April 9 2023: Precious angel< so much time has gone by, The days just blend, My heart will always be broken, Nothing can fix it ever, I love you and miss us o much, There are no words, The days just go by and i am thankful for them. I am thankful for the time i had with u, It wasn't even close to enough, Ther eis empiness, I miss u all the time and nothing can make it better , I love u so very much my precious little angel
May 5/2023: Precius angel. Time is so elusive like it was speed up. The days go by, My heart all of me misses you so very much, I don;t have the words, I love you so much, Miss you always but the time still goes by, It doesnt care how much i always hurt, I love you little one always.

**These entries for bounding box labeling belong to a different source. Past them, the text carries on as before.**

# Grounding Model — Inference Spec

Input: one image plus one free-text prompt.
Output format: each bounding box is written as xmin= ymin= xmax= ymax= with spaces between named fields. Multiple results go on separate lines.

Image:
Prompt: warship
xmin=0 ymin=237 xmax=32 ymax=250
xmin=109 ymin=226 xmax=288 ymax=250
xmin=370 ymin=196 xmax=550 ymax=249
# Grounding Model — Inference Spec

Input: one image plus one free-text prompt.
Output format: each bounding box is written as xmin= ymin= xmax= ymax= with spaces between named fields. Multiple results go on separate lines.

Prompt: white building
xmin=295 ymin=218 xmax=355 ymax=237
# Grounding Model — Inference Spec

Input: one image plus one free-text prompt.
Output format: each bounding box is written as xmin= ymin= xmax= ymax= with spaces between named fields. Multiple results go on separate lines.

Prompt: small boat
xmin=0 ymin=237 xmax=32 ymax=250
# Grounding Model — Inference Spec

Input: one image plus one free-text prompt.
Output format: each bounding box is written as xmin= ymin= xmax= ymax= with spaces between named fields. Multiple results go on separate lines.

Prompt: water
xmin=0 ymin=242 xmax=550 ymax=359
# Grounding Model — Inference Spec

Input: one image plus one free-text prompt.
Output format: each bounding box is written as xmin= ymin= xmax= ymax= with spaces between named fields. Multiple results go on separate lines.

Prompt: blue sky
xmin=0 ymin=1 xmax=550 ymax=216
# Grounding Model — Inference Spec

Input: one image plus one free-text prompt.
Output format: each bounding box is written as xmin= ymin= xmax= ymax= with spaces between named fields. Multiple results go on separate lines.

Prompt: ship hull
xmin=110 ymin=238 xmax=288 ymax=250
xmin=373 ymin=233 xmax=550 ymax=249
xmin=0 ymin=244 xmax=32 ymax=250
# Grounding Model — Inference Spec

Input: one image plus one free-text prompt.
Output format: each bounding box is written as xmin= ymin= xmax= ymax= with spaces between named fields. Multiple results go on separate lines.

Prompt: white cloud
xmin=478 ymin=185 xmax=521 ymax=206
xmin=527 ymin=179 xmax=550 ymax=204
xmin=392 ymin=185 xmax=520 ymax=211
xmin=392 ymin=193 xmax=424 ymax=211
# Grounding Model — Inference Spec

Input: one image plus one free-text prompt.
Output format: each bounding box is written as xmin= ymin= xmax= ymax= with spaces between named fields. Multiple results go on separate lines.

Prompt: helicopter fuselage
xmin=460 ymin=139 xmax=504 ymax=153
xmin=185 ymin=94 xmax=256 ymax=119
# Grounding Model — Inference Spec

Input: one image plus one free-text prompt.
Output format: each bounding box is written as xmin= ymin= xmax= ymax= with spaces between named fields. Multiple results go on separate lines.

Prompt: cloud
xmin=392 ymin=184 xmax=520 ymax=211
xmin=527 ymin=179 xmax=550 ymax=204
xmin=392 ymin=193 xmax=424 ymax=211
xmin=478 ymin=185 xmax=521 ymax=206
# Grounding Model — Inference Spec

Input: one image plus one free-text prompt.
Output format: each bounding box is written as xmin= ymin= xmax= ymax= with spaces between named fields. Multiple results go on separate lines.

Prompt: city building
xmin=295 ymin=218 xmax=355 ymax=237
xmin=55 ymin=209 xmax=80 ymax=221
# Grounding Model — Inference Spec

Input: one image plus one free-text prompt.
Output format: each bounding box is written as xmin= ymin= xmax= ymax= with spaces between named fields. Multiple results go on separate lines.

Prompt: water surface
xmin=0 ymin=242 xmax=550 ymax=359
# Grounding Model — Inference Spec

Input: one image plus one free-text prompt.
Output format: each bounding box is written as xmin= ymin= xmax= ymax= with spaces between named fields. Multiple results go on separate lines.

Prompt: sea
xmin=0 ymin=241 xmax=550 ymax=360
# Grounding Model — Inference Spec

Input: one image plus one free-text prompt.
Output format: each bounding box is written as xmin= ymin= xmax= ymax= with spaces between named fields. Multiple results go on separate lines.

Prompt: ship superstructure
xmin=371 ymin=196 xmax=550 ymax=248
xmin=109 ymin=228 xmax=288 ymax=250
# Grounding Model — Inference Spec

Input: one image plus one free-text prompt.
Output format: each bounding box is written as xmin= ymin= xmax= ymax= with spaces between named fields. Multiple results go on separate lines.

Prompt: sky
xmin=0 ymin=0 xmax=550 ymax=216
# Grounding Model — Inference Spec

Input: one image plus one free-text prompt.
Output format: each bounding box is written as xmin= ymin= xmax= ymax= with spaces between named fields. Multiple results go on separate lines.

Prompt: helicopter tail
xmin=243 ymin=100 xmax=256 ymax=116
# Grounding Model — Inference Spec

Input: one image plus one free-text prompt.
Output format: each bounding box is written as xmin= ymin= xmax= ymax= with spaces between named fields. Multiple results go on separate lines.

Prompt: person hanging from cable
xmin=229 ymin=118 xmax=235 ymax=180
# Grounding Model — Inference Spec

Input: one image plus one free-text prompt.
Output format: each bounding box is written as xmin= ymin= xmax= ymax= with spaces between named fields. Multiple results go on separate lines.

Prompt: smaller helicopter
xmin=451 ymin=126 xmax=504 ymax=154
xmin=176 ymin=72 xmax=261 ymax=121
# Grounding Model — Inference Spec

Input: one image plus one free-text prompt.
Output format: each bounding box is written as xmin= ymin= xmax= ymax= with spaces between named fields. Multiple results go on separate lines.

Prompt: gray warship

JUNE 8;2023: Precious angel: I am not going to be writing much more, I love you and i miss you with every beat of my heart, My special little one, My cuddlebum, My angel baby. Baby angel. I thank God each day for the time that we had you and me me and you and all of us, How special it was, But way too short. It wasn't enough. You are no longer beside me in bed. In my arms, Rocking, Laughing being you, My sweet angel wait for me with sheqwa, I hope she is running with you. My heart misses you. Misses sheqwa. The tears never will stop, I am overflowing. I love you sweet puss always and foreve little one,
June 25.2023: Precious angel: we all went yesterday to ur spot, Brought flowers; books, balloons toys, Its been ten years, How very long, it has been forever days without you, I know there is no time in heaven but you have been gone forever, My heart has overflowed daily with tears, They have no place to go, U were suppossed to be here, We were all supposed to be together, I miss you so very much my little one.
July25;2023: Precious angel: My little love. i'm probably not going to be writing very much now, You were the love of my life;my heart my everything and will always be, U took my heart with you when u left, Im so sorry my cuddlebum, You aren;t here . i failed. Every day was just for you. But it wasn;t enough you aren't here and the pain is fresh every day. I know you are with Jesus but you aren't here, I love you little one. My life is forever with yours. I love youb for all time.